US experts weigh guidelines for impotence drug use
Doctors, drugmakers and health officials should take steps to curb abuse of erectile dysfunction drugs while research continues on whether use of the medicines increase the rate of HIV infections, especially among gay men, experts said in draft guidelines on Tuesday.
Research may suggest a role, but more studies are needed on how the drugs affect transmission of the virus and whether they encourage risky sexual behavior, a group of physicians, drug company representatives and patient advocates said at a government-sponsored conference near Washington.
“The evidence was not consistent among all studies and ultimately inconclusive,” said conference co-chairman Raymond Rosen of the Robert Wood Johnson Medical School in Piscataway, New Jersey.
But, he added, “We concluded that there is evidence of (impotence drugs) being used in conjunction with other recreational drugs” such as methamphetamines.
Impotence drugs - known as phosphodiesterase type 5, or PDE5, inhibitors - are approved to treat men who have trouble sustaining an erection. In addition to Pfizer Inc.‘s Viagra, they include Cialis, made by Eli Lilly & Co. and Icos Corp., and Levitra, co-promoted by GlaxoSmithKline and Bayer AG.
Rosen, a psychiatrist, said increasing reports of drug abuse among gay men as part of “high risk sex situations,” such as unprotected sex, triggered the meeting. Experts are also concerned about the impact on the rate of HIV infection. The virus targets the immune system and can cause full-blown AIDS, but can be controlled for years with antiretroviral drugs.
The conference, sponsored by the Food and Drug Administration, the Centers for Disease Control and Prevention, the National Institute on Drug Abuse and the National Institute of Mental Health, aimed to give officials specific recommendations on how to help curb rising infection rates and educate men on safe use of the drugs.
Government agencies should partner with drugmakers and community groups to educate men about possible risks, the experts said. Some also called for the agencies to create divisions focused on men.
“I think this shows there’s simply no place in government to go for men’s health,” said Jimmy Boyd, head of the nonprofit group Men’s Health Network.

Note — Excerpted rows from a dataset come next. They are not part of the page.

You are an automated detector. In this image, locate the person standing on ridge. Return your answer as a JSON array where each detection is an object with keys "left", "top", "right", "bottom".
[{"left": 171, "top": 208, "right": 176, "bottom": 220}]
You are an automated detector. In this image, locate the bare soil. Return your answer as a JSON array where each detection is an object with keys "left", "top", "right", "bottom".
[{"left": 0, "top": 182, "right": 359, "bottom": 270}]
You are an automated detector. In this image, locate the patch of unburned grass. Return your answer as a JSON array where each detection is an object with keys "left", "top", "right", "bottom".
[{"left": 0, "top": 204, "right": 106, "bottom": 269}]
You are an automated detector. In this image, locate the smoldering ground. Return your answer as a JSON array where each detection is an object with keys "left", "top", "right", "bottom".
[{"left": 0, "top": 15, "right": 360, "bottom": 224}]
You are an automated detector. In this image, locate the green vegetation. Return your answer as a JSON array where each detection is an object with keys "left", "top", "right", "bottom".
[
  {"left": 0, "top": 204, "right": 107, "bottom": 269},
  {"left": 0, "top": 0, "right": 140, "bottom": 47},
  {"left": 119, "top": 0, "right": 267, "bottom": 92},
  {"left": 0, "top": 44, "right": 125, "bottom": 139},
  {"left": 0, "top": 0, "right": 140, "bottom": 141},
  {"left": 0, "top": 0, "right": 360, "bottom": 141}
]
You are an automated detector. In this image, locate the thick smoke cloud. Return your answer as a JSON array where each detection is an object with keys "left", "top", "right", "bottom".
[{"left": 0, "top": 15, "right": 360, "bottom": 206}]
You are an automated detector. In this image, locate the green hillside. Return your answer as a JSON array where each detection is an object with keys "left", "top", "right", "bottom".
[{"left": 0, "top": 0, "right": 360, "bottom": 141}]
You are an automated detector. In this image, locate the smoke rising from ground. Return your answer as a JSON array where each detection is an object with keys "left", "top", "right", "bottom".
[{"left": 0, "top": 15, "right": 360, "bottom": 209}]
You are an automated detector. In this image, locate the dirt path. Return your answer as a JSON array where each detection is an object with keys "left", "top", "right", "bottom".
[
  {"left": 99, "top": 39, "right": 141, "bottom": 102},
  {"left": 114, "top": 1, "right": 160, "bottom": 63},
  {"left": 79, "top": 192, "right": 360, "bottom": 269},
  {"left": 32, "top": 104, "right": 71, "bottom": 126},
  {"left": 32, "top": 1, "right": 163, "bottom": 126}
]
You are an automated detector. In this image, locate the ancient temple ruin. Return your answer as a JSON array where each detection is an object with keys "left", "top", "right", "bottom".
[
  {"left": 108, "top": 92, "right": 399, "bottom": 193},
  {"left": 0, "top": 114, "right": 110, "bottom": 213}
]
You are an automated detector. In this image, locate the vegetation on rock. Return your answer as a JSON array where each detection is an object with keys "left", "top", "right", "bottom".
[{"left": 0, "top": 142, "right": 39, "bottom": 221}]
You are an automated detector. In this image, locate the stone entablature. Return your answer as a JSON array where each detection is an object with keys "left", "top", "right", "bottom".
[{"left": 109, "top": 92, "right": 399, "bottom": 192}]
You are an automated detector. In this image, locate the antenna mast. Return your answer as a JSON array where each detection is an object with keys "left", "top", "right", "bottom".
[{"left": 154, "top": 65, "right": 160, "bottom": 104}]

Doctors also need to become more involved and could hand out condoms along with impotence drug prescriptions, the experts recommended.
While drugmakers have already pledged to improve their advertisements as part of voluntary guidelines, some experts called for companies to partner with community groups to circulate information about using the drugs responsibly.
Several drug company representatives said fake versions of their drugs obtained illegally were a major problem.
Without more research, taking action is difficult, said Ron Stall, a University of Pittsburgh health professor who used to work for the CDC. “The role of PDE5 on HIV is still controversial. There is no causal data,” he said.
The final guidelines are expected in about six weeks.